L'ordonnance prévoit également un régime de sanctions en cas de manquements aux obligations de surveillance et de déclaration des émissions de dioxyde de carbone des navires en application du règlement européen du 29 avril 2015. « Les compagnies ne surveillant pas ou ne déclarant par les émissions de CO2 de leur navire pendant les périodes définies par le règlement pourront faire l'objet d'une peine d'amende de 15 000 euros », explique la ministre. Les navires étrangers ne se conformant pas à leurs obligations de surveillance et de déclaration pendant au moins deux périodes de déclaration consécutives pourront, quant à eux, faire l'objet d'une mesure d'expulsion.
Le règlement concerne « 118 navires de plus de 5 000 UMS (unités de mesure universelle) », expliquait l'exposé des motifs du projet de loi. « Le nombre d'infractions envisageables reste cependant limité », ajoutait-il. Et de citer des statistiques plutôt rassurantes pour les contrevenants : entre 2006 et 2016, 96 navires seulement ont été verbalisés dans les eaux françaises pour rejets dans le milieu marin. Le dernier bilan de surveillance des pollutions en mer ne fait état que de six affaires jugées sur l'année 2019 : quatre en première instance, une en appel et une en cassation. Les peines en première instance s'échelonnaient entre 500 et 80 000 euros.
Appliquer la convention de Nairobi sur les épaves
La deuxième ordonnance vise à appliquer la convention de Nairobi sur l'enlèvement des épaves. Cette convention est entrée en vigueur le 4 mai 2016 pour la France. « Elle est en grande partie d'application directe mais certaines adaptations devaient néanmoins être introduites en droit français », a expliqué Annick Girardin.
« Cette ordonnance complète les outils juridiques à disposition de l'État et lui permet d'être mieux armé pour mettre fin aux dangers représentés par une cargaison tombée en mer, un navire en difficulté, y compris lorsqu'il est réduit à l'état d'épave, et même au-delà de la mer territoriale », décrypte la ministre.
Enfin, l'ordonnance restreint aux eaux territoriales le champ d'application du régime national des épaves afin d'éviter que ce régime ne se superpose, en zone économique exclusive (ZEE), à celui issu de la convention.
Il reste à voir si ce dispositif permettra d'améliorer le traitement des épaves. « Le nombre d'épaves inventoriées dans les eaux françaises est très important, plusieurs centaines, mais leur caractère est plutôt historique et, sauf exception, les épaves anciennes n'ont pas vocation à faire l'objet d'une intervention », expliquait l'étude d'impact du projet de loi d'habilitation.

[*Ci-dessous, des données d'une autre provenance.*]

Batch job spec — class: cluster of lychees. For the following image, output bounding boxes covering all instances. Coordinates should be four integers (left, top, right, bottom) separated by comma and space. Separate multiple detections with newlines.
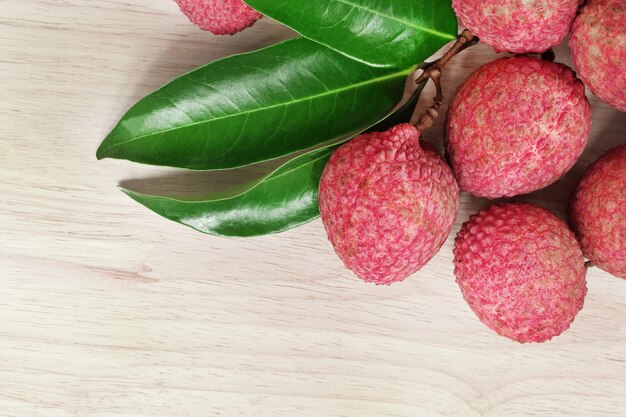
319, 0, 626, 342
176, 0, 626, 342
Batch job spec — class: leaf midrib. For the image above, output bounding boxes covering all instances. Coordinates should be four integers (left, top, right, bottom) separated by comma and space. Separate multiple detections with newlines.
101, 67, 413, 154
336, 0, 455, 40
122, 148, 332, 205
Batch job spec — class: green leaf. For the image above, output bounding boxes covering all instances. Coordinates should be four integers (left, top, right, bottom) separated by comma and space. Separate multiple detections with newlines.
122, 81, 426, 237
367, 79, 428, 132
245, 0, 458, 68
97, 38, 414, 170
122, 145, 339, 237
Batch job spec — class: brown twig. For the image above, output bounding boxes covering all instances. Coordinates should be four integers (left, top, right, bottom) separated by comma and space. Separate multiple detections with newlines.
415, 29, 478, 132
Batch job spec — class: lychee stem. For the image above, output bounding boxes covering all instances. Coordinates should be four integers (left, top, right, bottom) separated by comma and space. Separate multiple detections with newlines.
415, 29, 478, 132
541, 49, 556, 62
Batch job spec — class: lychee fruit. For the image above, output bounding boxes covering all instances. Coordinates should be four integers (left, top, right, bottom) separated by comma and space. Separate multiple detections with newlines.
569, 144, 626, 278
319, 124, 459, 285
175, 0, 263, 35
569, 0, 626, 111
452, 0, 579, 54
454, 203, 587, 343
445, 56, 591, 199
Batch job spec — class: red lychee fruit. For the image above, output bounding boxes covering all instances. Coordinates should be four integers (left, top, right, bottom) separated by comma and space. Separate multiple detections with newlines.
452, 0, 579, 54
175, 0, 263, 35
569, 0, 626, 111
454, 204, 587, 343
569, 144, 626, 278
445, 56, 591, 199
319, 124, 459, 285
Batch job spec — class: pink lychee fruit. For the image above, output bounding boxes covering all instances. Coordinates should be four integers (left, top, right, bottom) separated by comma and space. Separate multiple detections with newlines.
452, 0, 579, 54
569, 144, 626, 278
175, 0, 263, 35
454, 203, 587, 343
319, 124, 459, 285
569, 0, 626, 111
445, 56, 591, 199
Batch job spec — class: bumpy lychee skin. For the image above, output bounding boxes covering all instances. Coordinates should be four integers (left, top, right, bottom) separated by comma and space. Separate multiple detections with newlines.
454, 204, 587, 343
569, 0, 626, 111
319, 124, 459, 285
569, 144, 626, 278
445, 56, 591, 199
175, 0, 263, 35
452, 0, 579, 53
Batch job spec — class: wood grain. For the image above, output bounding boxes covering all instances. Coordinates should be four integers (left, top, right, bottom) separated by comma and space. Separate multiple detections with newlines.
0, 0, 626, 417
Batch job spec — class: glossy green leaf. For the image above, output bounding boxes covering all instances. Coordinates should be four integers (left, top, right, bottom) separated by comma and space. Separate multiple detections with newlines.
123, 145, 339, 236
245, 0, 457, 68
97, 38, 414, 170
123, 82, 426, 237
367, 79, 428, 132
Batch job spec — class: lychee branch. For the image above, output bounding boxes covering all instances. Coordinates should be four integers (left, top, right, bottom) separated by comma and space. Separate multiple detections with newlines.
415, 29, 478, 132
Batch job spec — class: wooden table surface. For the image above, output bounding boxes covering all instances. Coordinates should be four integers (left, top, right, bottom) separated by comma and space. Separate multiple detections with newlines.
0, 0, 626, 417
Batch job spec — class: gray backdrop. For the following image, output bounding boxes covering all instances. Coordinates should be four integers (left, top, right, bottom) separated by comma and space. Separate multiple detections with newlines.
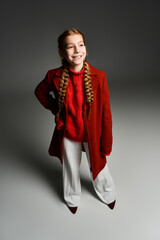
0, 0, 160, 240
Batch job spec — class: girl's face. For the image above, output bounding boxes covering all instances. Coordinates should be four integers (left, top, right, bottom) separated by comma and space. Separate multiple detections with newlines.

« Les naufrages ou échouements présentant un danger pour la navigation ou pour l'environnement résultent essentiellement d'évènements contemporains, dont la fréquence est aléatoire sans être négligeable », expliquaient les services du ministère de la Transition écologique. « Les coûts d'enlèvement d'une épave peuvent être élevés », ajoutaient-ils de façon laconique.
Effectivement, le traitement de l'épave du Costa Concordia en Italie a coûté plus d'un milliard d'euros. Un chiffre sans commune mesure avec le montant des amendes.